Nevertheless, JA and SA pathways play a vital role in the plant defense response to insect attack [37,38]. The expression profile levels of major JA and SA pathways associated genes showed that the genes associated with SA were considerably and significantly up-regulated, while the genes linked to JA pathway were moderately or slightly upregulated through the foliar application of L. lecanii protein. Our results are in line with previous work by [30] who revealed significant sub-lethal anti-insect effects of L. lecanii protein on tomato plants against M. persicae, concomitantly along with considerable expression levels upregulation of both JA and SA pathway related genes. Furthermore, these findings support that phloem-feeding herbivores, for example whiteflies and aphids, trigger the primary genes related to SA plant defense mechanism more effectively than the genes associated with JA defense mechanism [39,40]. Our results corroborate the findings of Nazir et al. [41] who showed significant anti-insect effects of PeBb1, an elicitor protein derived from EPF B. bassiana on M. persicae on the Brassica rapa plants along with significantly upregulated expression profiles of JA and ethylene (Et) pathways related genes. These findings corroborate those of Basit et al. [42] showing that the exogenous application of PeBA1, an elicitor protein extracted from Bacillus amyloliquefaciens NC6 strain, reduced the fecundity and extended the nymphal development time of M. persicae on common bean (Phaseolus vulgaris) plants. Moreover, this study showed that PeBA1 elicitor induced significant and differential expressions of the genes related to the JA and SA plant defense mechanisms in common bean plants.
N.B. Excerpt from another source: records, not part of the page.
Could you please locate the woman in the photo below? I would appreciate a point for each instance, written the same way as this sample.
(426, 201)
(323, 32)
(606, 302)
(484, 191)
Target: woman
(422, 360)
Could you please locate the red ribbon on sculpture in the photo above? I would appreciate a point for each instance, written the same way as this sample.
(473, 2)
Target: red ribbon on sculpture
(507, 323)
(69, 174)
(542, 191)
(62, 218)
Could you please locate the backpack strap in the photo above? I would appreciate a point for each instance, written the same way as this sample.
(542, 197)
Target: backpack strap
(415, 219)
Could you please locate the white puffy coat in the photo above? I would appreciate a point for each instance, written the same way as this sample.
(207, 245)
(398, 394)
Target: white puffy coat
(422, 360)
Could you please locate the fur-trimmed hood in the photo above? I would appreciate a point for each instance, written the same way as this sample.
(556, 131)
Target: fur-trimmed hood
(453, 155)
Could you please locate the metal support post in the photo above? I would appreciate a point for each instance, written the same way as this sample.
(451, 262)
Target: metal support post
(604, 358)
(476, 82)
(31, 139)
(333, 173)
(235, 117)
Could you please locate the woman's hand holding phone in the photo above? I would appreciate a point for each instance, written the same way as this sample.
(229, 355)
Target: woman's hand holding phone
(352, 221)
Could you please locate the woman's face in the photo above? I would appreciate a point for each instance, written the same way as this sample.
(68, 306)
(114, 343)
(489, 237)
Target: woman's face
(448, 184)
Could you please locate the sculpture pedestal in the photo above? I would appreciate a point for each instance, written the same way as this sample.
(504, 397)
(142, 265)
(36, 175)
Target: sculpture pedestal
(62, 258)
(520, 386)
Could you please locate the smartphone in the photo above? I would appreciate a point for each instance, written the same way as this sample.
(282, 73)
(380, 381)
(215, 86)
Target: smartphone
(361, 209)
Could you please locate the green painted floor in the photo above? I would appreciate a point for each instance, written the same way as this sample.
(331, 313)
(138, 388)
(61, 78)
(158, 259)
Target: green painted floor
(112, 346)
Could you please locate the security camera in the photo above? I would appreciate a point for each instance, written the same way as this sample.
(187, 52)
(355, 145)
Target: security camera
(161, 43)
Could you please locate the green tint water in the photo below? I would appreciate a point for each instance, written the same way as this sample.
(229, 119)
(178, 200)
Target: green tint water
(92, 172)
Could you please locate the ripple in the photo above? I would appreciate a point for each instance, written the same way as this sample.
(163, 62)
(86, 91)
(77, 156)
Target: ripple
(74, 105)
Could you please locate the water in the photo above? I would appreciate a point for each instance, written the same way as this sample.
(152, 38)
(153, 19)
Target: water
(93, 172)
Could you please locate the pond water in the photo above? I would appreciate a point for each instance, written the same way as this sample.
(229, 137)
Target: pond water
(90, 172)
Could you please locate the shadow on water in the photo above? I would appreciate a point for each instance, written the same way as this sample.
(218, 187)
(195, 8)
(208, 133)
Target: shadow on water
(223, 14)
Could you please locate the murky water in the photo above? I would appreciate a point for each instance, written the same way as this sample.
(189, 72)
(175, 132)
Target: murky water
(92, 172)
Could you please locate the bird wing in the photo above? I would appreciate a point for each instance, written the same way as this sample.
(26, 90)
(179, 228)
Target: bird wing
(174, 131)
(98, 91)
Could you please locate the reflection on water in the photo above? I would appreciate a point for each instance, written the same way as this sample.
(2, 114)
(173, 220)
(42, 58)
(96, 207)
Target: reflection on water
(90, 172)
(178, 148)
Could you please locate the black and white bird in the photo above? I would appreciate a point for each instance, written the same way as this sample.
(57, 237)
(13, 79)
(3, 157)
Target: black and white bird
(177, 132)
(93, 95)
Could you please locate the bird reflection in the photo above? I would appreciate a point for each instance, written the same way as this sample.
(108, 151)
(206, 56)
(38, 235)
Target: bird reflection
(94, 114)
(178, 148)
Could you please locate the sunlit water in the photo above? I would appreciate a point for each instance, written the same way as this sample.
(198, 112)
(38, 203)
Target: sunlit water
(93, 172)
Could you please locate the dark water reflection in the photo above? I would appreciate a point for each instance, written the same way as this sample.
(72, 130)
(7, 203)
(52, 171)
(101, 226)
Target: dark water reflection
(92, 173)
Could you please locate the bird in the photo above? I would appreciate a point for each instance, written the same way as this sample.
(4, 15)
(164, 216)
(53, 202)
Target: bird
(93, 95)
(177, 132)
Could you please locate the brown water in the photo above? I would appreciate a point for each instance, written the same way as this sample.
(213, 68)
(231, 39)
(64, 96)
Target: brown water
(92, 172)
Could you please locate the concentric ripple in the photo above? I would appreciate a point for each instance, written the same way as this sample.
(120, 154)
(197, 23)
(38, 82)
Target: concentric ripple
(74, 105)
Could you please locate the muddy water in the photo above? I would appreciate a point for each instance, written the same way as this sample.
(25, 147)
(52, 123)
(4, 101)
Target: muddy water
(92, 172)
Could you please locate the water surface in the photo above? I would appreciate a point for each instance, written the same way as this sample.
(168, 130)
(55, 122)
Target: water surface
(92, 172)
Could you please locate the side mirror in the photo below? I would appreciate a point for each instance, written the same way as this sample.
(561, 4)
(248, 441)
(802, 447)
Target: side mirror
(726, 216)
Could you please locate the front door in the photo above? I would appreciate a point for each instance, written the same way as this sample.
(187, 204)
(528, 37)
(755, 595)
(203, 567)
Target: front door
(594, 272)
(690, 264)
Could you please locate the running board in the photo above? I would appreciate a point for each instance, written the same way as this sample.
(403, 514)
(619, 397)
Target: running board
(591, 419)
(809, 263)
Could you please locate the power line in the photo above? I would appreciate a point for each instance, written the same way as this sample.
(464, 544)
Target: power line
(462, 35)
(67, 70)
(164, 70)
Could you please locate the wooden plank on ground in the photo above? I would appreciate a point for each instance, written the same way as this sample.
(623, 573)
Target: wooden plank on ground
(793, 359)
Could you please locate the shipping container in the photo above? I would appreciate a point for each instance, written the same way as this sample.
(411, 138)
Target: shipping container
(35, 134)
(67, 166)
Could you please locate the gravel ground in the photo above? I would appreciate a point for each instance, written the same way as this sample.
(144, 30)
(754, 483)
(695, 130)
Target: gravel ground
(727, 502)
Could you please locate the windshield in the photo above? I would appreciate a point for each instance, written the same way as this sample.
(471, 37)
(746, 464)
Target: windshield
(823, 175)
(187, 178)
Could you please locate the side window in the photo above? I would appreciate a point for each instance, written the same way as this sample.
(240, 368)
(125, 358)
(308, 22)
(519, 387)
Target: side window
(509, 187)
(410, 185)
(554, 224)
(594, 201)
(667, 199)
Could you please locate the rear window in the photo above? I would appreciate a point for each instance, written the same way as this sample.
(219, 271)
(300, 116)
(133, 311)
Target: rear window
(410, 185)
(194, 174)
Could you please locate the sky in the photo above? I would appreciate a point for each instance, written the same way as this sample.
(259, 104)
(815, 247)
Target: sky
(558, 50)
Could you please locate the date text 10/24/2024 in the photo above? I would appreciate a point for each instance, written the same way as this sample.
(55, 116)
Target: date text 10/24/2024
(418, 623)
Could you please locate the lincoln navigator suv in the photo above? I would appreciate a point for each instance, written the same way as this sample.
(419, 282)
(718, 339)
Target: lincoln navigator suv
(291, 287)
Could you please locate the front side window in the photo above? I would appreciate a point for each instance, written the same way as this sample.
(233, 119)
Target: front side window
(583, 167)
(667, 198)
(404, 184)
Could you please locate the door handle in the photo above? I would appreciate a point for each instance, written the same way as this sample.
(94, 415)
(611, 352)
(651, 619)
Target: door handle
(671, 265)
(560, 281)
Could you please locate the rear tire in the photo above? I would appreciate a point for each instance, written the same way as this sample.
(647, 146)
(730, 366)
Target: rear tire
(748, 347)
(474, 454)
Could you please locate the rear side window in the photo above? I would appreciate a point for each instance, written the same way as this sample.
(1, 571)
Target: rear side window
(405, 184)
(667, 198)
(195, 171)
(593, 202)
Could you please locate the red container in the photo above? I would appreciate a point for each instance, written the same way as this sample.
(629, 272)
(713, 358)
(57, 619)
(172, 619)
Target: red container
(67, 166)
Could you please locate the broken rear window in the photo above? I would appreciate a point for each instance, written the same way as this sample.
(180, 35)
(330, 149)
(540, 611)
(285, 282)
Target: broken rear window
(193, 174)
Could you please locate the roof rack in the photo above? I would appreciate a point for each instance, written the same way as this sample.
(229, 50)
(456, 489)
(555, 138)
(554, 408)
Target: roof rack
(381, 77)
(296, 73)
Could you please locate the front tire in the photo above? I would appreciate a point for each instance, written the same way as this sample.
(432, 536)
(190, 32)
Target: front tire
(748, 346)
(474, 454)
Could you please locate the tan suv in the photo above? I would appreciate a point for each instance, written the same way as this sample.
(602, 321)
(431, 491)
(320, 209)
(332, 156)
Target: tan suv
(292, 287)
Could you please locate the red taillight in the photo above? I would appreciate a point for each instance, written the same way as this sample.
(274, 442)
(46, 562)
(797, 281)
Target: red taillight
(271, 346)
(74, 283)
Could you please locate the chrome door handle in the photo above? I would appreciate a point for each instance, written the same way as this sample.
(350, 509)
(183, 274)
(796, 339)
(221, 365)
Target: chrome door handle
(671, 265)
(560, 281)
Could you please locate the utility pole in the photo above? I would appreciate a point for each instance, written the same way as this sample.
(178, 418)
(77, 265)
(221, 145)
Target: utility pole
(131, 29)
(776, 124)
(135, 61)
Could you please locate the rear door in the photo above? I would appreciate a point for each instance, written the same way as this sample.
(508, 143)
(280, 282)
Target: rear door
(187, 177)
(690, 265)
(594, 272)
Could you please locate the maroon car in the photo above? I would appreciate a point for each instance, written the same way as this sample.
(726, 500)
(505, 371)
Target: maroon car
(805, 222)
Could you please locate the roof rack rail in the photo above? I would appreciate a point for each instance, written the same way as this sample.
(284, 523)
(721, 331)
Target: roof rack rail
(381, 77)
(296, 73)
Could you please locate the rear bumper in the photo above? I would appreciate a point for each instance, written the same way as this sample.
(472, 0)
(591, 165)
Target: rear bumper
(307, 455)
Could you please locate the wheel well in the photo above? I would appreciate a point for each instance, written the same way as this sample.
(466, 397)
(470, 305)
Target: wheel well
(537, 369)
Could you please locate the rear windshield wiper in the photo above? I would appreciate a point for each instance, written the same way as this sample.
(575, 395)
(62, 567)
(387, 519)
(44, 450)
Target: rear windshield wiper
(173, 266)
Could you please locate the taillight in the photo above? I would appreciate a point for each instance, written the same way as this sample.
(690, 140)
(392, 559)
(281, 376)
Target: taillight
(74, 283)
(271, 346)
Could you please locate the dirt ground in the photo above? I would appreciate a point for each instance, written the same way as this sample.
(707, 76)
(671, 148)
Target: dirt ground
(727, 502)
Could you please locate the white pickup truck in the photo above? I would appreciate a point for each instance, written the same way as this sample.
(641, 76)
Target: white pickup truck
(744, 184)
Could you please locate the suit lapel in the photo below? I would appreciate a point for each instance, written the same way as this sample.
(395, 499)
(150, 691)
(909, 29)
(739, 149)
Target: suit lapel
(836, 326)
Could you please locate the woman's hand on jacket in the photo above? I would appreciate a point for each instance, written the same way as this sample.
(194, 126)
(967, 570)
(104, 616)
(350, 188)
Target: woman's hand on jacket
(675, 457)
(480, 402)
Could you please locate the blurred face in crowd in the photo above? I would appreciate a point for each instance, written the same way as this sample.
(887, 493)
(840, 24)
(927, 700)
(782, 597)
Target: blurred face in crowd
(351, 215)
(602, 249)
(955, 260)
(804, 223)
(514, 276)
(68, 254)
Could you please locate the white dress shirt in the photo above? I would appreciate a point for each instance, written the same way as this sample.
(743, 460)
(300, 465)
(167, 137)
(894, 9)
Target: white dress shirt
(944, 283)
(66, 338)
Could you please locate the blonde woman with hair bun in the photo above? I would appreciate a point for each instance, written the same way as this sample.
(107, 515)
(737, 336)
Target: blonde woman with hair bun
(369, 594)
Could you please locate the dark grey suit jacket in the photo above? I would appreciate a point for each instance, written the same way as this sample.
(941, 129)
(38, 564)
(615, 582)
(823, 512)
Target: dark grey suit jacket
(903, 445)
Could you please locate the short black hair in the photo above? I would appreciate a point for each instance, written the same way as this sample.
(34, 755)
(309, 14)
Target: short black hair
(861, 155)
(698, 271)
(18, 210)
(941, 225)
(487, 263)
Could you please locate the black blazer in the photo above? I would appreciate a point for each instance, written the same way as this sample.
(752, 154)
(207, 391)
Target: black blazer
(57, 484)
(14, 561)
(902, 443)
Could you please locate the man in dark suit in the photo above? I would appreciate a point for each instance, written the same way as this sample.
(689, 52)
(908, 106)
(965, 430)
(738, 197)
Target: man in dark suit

Nevertheless, further studies are essential to better understand how this L. lecanii-extracted protein affects the defense systems of plant and subsequently impact the insect fitness parameters. Furthermore, although this EPF-derived protein exhibited a considerable suppression of important life trait of B. tabaci under the laboratory conditions, considering the population growth rate and high biotic potential of B. tabaci more studies are required to characterize the lethal and sub-lethal effects of this partially purified protein so that it can be employed effectively as novel biocontrol tool under the field conditions.

5. Conclusions

We revealed that sap-feeding on the cotton plants treated with a partially purified protein extracted from an EPF L. lecanii considerably suppressed the fecundity rate of whiteflies (B. tabaci). Moreover, the expression profiles of major genes potentially linked with the plant defense signaling mechanisms were strongly upregulated in exogenously treated cotton plants by this L. lecanii extracted protein, suggesting its potential implication as an innovative tool for the biological control of whiteflies (B. tabaci) and other sap-feeding insect pests. Nevertheless, the molecular and functional characterization of this fungal protein after its further purification constitutes important future perspective of this work.